4 Things I Do To Move Past A Bad Writing Session
This isn't what I was having a hard time writing. I put down 2,000 words in a word doc today and none of them say what I actually want to say. Right now, I'm driving down a metaphorical road and I keep missing my exit, not because I don't know which is my exit but because sometimes making a right turn feels impossible.
I'm bordering on frustrated and defeated, and given that this a turn that is much harder to make myself back onto the highway from, I'm trying these other tactics instead.
Writing something else
As I said, this blog post did not provoke my writing block, it's simply my reminder that I can in fact still put sentences together. Writing something else - something completely removed from what you've been working at - can help create distance and quiet the lies you're telling yourself about things you can't do. You can write. You can create. You just can't create the thing you want to create right now.
Listen to a good podcast
Some of the writers I admire the most are songwriters because their anchor on story and the clarity with which they can take you on a journey in 3 minutes is enviable. Right now I'm listening to Nicolle Galyon's episode of "And The Writer Is..." she's talking about life as a writer and it's the best break from my life as a writer.

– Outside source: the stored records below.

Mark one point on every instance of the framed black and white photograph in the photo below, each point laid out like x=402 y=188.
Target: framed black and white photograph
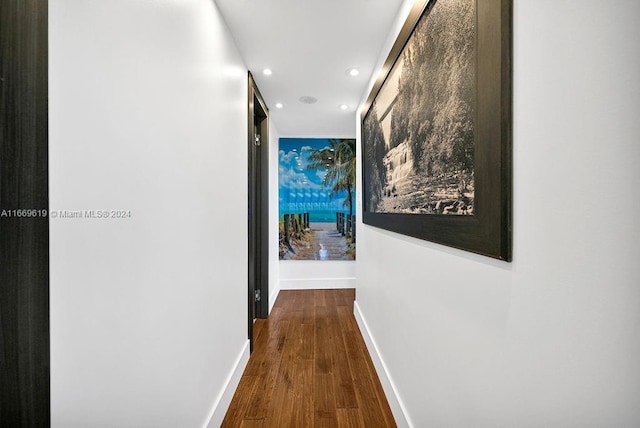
x=436 y=129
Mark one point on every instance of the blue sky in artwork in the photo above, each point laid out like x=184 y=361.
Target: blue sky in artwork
x=301 y=189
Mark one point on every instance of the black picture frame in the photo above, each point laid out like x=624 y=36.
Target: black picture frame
x=489 y=230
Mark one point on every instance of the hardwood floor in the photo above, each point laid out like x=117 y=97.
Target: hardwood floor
x=309 y=368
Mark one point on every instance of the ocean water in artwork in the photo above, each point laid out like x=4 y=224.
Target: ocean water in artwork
x=316 y=198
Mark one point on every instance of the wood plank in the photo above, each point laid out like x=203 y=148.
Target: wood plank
x=310 y=368
x=325 y=405
x=238 y=406
x=349 y=418
x=372 y=410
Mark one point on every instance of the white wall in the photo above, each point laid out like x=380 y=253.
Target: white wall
x=274 y=239
x=551 y=339
x=147 y=114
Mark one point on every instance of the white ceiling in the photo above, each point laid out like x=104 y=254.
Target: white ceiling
x=309 y=45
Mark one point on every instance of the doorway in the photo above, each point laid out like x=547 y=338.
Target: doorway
x=258 y=165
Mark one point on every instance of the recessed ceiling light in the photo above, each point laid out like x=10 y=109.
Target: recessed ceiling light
x=353 y=72
x=307 y=99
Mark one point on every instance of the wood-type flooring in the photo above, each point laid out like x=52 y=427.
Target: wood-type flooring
x=309 y=368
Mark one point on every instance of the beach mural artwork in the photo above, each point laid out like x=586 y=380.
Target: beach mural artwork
x=316 y=198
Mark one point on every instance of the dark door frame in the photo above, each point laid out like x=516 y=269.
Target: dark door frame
x=258 y=214
x=24 y=221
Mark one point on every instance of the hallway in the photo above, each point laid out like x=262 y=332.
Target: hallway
x=310 y=367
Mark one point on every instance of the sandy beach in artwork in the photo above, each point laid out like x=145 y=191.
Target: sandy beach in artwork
x=325 y=243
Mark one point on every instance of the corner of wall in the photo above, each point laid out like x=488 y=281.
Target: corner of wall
x=230 y=386
x=397 y=407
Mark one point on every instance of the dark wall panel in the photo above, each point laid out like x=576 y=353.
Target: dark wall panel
x=24 y=227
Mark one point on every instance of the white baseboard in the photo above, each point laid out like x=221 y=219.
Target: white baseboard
x=397 y=408
x=317 y=283
x=273 y=295
x=230 y=386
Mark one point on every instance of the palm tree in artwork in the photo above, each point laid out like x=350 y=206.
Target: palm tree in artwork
x=339 y=159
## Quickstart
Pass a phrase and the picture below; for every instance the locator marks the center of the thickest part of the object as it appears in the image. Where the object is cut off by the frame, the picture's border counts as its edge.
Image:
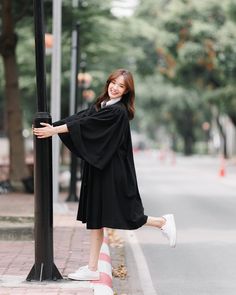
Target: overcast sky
(123, 7)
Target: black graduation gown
(109, 195)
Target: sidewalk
(71, 241)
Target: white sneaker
(84, 274)
(169, 229)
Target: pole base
(40, 273)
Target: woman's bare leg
(96, 239)
(155, 221)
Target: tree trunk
(223, 136)
(18, 168)
(188, 145)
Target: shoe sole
(76, 278)
(173, 226)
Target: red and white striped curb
(104, 285)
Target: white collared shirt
(110, 102)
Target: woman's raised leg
(96, 239)
(167, 225)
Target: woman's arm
(49, 130)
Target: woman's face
(116, 87)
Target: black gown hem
(109, 225)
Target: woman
(109, 194)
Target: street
(204, 260)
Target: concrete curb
(104, 285)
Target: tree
(8, 41)
(195, 46)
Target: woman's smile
(116, 87)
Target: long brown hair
(129, 95)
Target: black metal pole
(72, 197)
(44, 267)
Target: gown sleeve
(65, 137)
(96, 137)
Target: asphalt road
(204, 261)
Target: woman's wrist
(60, 129)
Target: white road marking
(142, 267)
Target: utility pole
(56, 90)
(44, 267)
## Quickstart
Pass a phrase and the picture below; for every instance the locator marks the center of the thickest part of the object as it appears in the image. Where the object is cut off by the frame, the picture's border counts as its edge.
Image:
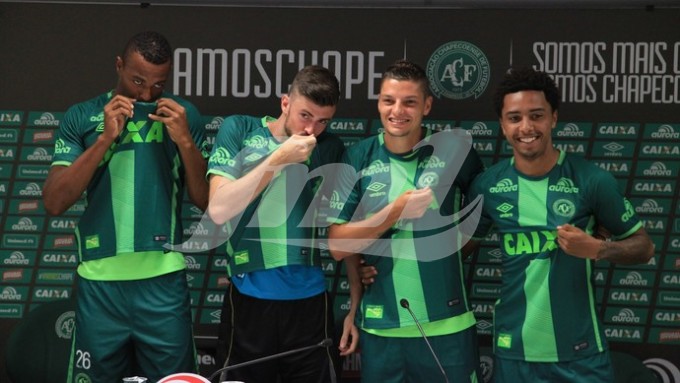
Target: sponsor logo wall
(620, 90)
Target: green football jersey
(134, 199)
(417, 260)
(278, 227)
(547, 310)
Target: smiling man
(547, 205)
(403, 188)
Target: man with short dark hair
(133, 149)
(547, 206)
(277, 300)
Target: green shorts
(592, 369)
(132, 328)
(397, 360)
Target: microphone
(404, 303)
(324, 344)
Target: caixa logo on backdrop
(458, 70)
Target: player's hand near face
(174, 117)
(116, 112)
(295, 149)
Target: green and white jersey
(547, 309)
(413, 261)
(278, 228)
(134, 199)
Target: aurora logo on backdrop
(458, 70)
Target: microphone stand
(324, 343)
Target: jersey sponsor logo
(46, 119)
(428, 179)
(241, 257)
(649, 206)
(214, 124)
(504, 209)
(564, 208)
(440, 241)
(484, 147)
(8, 117)
(61, 224)
(13, 275)
(256, 142)
(335, 201)
(374, 311)
(504, 186)
(92, 241)
(665, 370)
(59, 258)
(570, 147)
(631, 334)
(654, 225)
(432, 162)
(183, 377)
(669, 298)
(613, 148)
(581, 346)
(664, 317)
(480, 129)
(376, 167)
(458, 70)
(10, 293)
(60, 147)
(139, 134)
(564, 185)
(16, 258)
(665, 131)
(634, 278)
(222, 157)
(532, 242)
(504, 340)
(619, 131)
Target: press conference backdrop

I didn't plan this, but some days life comes through for you. I have a therapy session today and I plan to cry because some days tears clear the way for words.
A bad writing session can turn into a season of not wanting to write at all, very quickly. Schedule time to write again so that you're forcing yourself back into the pit that scares you. Staying away from it isn't going to help you move forward, it's going to keep your feet stuck in the mud.
It's okay to read your past writing and remind yourself that you're a good writer. It's okay to listen to lyrics you love, or read a book that sings to you, and remind yourself that someone out there wrote really good lines. You're in the same league as them.
Bonus: think of them as sessions, not days
You can have multiple writing sessions in a single day. Breaking the day up in this way encourages you to not write the entire day off. It also grants perspective - you're more than a bad writing session, just think back to all the good writing sessions you've had.